Maryland Rep. Jamie Raskin, another member of the Jan. 6 panel, said during the start of the House debate that the bill would modernize the elections law "to make sure that the will of the people is vindicated at every level."
The bill, which is similar to legislation moving through the Senate, would clarify in the law that the vice president's role presiding over the count is only ceremonial and also sets out that each state can only send one certified set of electors. Trump's allies had unsuccessfully tried to put together alternate slates of illegitimate pro-Trump electors in swing states where Biden won.
The legislation would increase the threshold for individual lawmakers' objections to any state's electoral votes, requiring a third of the House and a third of the Senate to object to trigger votes on the results in both chambers. Currently, only one lawmaker in the House and one lawmaker in the Senate has to object. The House bill would set out very narrow grounds for those objections, an attempt to thwart baseless or politically motivated challenges. The legislation also would require courts to get involved if state or local officials want to delay a presidential vote or refuse to certify the results.
The House vote comes as the Senate is moving on a similar track with enough Republican support to virtually ensure passage before the end of the year. After months of talks, House Democrats introduced the legislation on Monday and are holding a quick vote two days later in order to send the bill across the Capitol and start to resolve differences. A bipartisan group of senators introduced legislation this summer and a Senate committee is expected to vote on it next week.
While the House bill is more expansive than the Senate version, the two bills cover similar ground and members in both chambers are optimistic that they can work out the differences. While few House Republicans are expected to vote for the legislation — most are still allied with Trump — supporters are encouraged by the bipartisan effort in the Senate.
"Both sides have an incentive to want a set of clear rules, and this is an antiquated law that no one understands," said Benjamin Ginsburg, a longtime GOP lawyer who consulted with lawmakers as they wrote the bill. "All parties benefit from clarity."

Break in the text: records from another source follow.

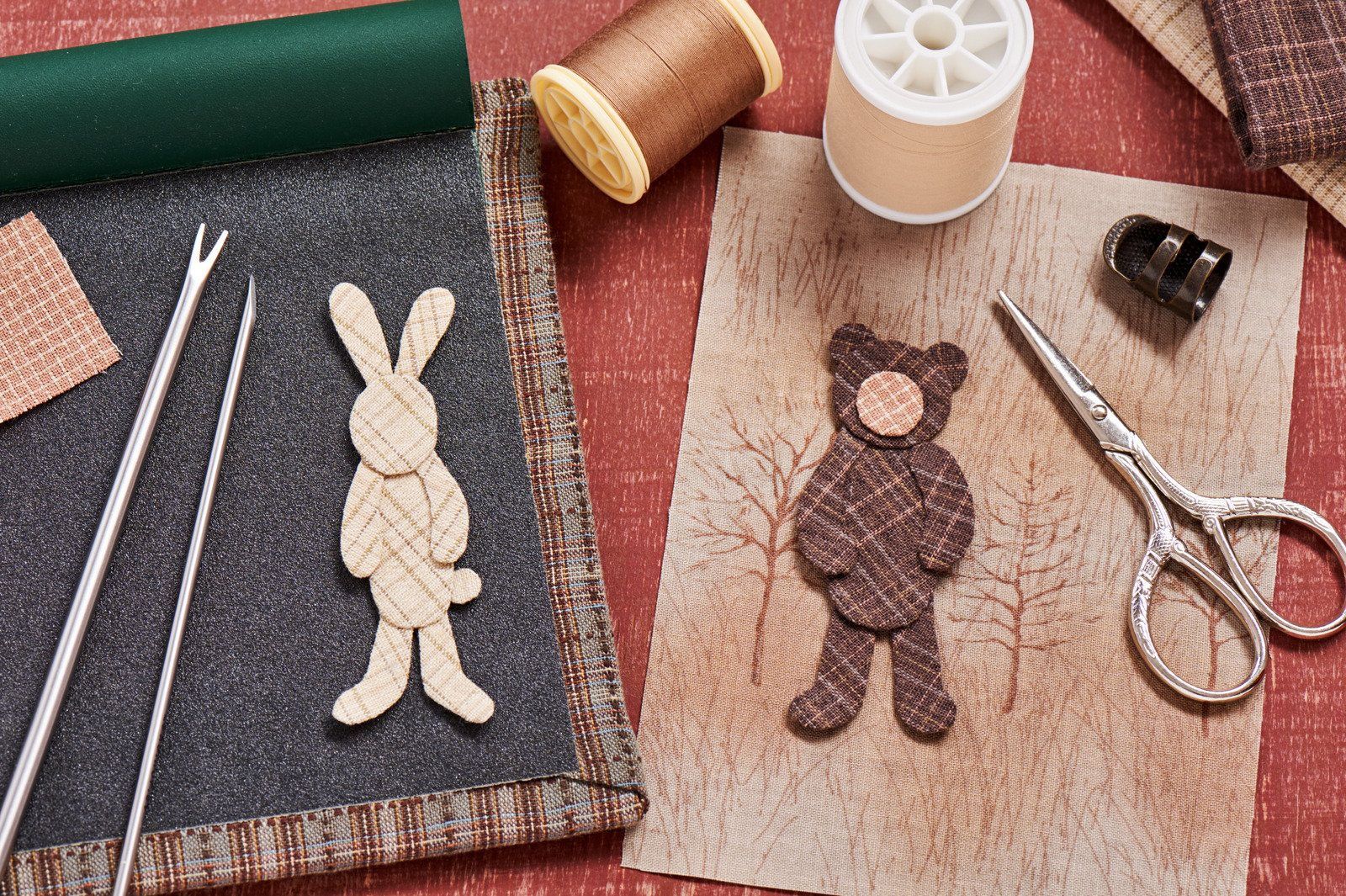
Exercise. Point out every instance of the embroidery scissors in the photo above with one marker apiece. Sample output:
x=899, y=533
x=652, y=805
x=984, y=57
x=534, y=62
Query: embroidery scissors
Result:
x=1153, y=483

House GOP leaders disagree, and are encouraging their members to vote against the legislation. They say the involvement of courts could drag out elections and that the bill would take rights away from states.
The bill is an "attempt to federalize our elections," Rep. Guy Reschenthaler, R-Pa., said on the House floor. He argued that voters are more focused on the economy and other issues than elections law.
"In my area of Pennsylvania, nobody is talking about this," Reschenthaler said.
Illinois Rep. Rodney Davis, Lofgren's GOP counterpart on the House Administration Committee, said Tuesday that Democrats are "desperately trying to talk about their favorite topic, and that is former president Donald Trump."
Democrats said the bill was not only a response to Trump, but also a way to prevent objections and mischief from all candidates in the future.
"If you think that this legislation is an attack on President Trump, you simply haven't read the legislation because there's nothing in there attacking President Trump," Raskin said. "This is about reforming the Electoral Count Act so it works for the American people."
AP Congressional Correspondent Lisa Mascaro contributed to this report.